Index region by region:
Source: Reporters without Borders
• The European Medicines Agency said its safety committee concluded that a warning about unusual blood clots with low blood platelets should be added to the product information for Johnson & Johnson’s COVID vaccine, which it said had benefits that outweighed the risk of “very rare” side effects. All eight of the U.S. cases, after more than 7 million vaccinations, occurred in people under 60 years of age within three weeks after vaccination, and mostly in women. The cases reviewed were very similar to the cases that occurred with the COVID-19 vaccine developed by AstraZeneca
the EMA said. The rollout of Johnson & Johnson’s vaccine in Europe was paused by the company.

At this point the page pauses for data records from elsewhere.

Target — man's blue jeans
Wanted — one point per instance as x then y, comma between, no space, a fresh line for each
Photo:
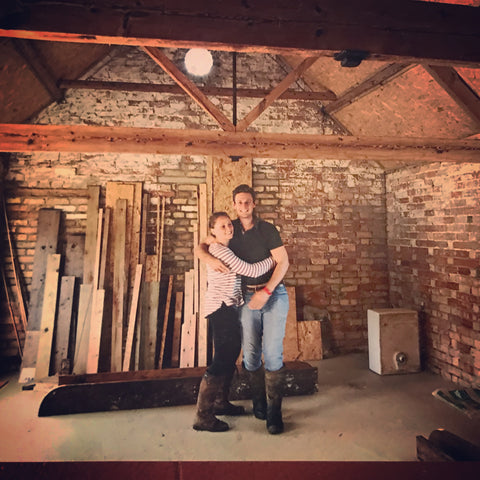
263,331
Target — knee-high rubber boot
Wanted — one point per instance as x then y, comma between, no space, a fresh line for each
221,405
257,386
274,382
204,418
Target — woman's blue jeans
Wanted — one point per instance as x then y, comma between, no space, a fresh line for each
263,331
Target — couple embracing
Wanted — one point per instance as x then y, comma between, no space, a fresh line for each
247,305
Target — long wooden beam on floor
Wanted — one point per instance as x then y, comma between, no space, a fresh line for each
83,138
406,31
155,388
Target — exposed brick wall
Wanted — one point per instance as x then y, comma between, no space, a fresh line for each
331,216
434,260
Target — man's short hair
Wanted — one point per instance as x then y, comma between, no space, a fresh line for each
244,188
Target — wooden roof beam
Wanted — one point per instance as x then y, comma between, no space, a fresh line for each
189,87
449,79
82,138
369,85
209,91
292,77
30,55
389,30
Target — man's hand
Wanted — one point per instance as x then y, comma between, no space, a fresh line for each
217,265
258,300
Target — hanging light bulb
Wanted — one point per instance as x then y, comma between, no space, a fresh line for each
198,61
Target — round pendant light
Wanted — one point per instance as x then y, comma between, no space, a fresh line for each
198,61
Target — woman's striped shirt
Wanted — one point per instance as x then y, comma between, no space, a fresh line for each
227,287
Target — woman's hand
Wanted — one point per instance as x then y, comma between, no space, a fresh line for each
258,300
217,265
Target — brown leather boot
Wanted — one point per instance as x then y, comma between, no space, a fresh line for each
221,405
274,382
204,418
257,387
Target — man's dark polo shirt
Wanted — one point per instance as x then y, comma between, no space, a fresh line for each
255,245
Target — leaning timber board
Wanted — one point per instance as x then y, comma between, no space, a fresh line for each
47,242
154,388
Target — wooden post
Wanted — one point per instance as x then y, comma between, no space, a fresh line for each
132,319
165,321
64,320
47,241
48,317
119,273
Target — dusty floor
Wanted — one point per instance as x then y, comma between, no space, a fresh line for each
356,415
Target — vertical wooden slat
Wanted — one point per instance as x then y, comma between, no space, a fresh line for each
165,321
93,354
74,258
152,325
119,284
91,233
83,329
47,242
48,317
64,321
103,255
202,278
132,319
187,348
162,234
290,341
177,325
143,236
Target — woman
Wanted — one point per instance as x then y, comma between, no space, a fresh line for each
223,297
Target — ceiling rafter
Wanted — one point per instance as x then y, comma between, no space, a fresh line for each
394,31
291,78
369,85
189,87
27,50
86,138
452,82
209,91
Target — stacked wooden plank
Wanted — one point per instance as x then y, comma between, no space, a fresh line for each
113,315
94,320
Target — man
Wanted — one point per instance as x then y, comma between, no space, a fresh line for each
264,315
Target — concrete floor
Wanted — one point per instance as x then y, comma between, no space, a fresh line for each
356,415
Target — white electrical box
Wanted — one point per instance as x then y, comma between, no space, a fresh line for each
393,341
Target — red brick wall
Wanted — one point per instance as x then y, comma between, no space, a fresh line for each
434,260
332,218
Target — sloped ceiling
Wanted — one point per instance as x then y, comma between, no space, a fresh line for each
410,103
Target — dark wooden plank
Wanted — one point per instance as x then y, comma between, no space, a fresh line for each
163,389
388,30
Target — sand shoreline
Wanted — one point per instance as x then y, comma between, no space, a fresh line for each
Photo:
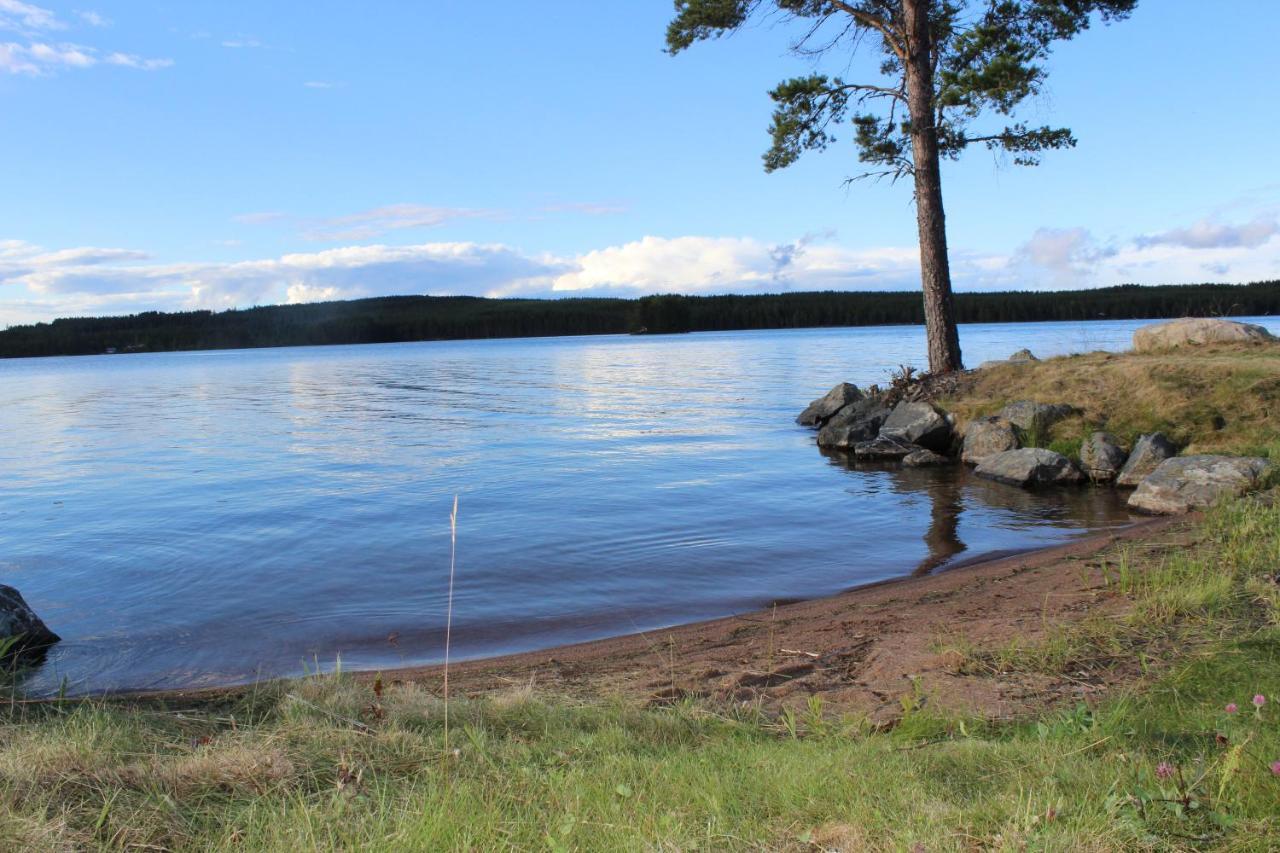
859,649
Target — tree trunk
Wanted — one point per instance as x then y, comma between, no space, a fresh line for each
940,319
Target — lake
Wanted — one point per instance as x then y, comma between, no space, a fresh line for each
210,518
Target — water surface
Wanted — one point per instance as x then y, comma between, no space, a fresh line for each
208,518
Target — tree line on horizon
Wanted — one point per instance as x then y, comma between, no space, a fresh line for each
434,318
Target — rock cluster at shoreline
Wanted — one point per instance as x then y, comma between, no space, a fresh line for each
882,425
26,634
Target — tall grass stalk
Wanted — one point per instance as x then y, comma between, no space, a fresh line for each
448,616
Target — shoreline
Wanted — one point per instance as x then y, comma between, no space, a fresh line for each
859,649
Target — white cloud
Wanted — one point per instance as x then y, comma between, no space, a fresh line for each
260,218
1214,235
26,18
37,58
1206,251
94,19
40,284
369,224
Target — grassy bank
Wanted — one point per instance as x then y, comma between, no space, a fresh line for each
333,763
1212,400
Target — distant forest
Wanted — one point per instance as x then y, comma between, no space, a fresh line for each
434,318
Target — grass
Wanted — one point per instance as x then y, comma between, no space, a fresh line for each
332,763
1219,398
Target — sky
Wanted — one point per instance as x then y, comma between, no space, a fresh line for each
210,155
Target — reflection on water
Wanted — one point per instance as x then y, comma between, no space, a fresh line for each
963,507
211,516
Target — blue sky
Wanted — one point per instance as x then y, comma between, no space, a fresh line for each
170,155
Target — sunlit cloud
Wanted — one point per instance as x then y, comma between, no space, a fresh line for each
39,283
37,56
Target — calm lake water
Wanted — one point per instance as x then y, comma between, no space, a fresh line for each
209,518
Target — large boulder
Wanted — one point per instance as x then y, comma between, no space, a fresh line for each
1147,454
1029,466
858,422
1192,482
1032,416
1196,331
1102,456
17,620
986,437
918,423
823,407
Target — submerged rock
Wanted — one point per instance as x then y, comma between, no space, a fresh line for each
18,620
823,407
1029,466
858,422
1022,356
924,459
1196,331
1102,456
1192,482
885,447
918,423
986,437
1032,416
1148,452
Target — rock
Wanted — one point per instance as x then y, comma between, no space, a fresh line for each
924,459
1192,482
1022,356
986,437
18,620
1146,457
1029,466
1102,456
1032,416
918,423
858,422
885,447
1196,331
823,407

• The European Union will have enough vaccine doses to cover 70% of adults by mid-July, the Guardian reported, citing internal markets commissioner Thierry Breton, who is responsible for vaccines in the trading bloc. “Fifty-three factories are producing vaccines in the EU. Our continent is now the largest producer in the world after the United States,” internal markets commissioner Thierry Breton told French daily Le Figaro in an interview. The 70% threshold is important as some experts say it’s needed to achieve “herd immunity,” or the point at which the virus has too few hosts to proliferate.
The global tally for the coronavirus-borne illness rose above 142 million on Tuesday, the Johns Hopkins data shows, as the death toll climbed above 3.03 million, after breaching the 3 million mark on Saturday.
The U.S. leads the world in cases and deaths by wide margins, with 31.7 million cases, or more than 20% of the global total, while the 567,729 death toll makes up about 20% of the global toll.
Outside of the U.S., Brazil is third by cases after India at 13.9 million and second with a death toll of 374,682.
Mexico is third by deaths at 212,466 and 14th highest by cases at 2.3 million.
The U.K. has 4.4 million cases and 127,524 deaths, the highest in Europe and fifth highest in the world.
China, where the virus was first discovered late last year, has had 102,272 confirmed cases and 4,845 deaths, according to its official numbers.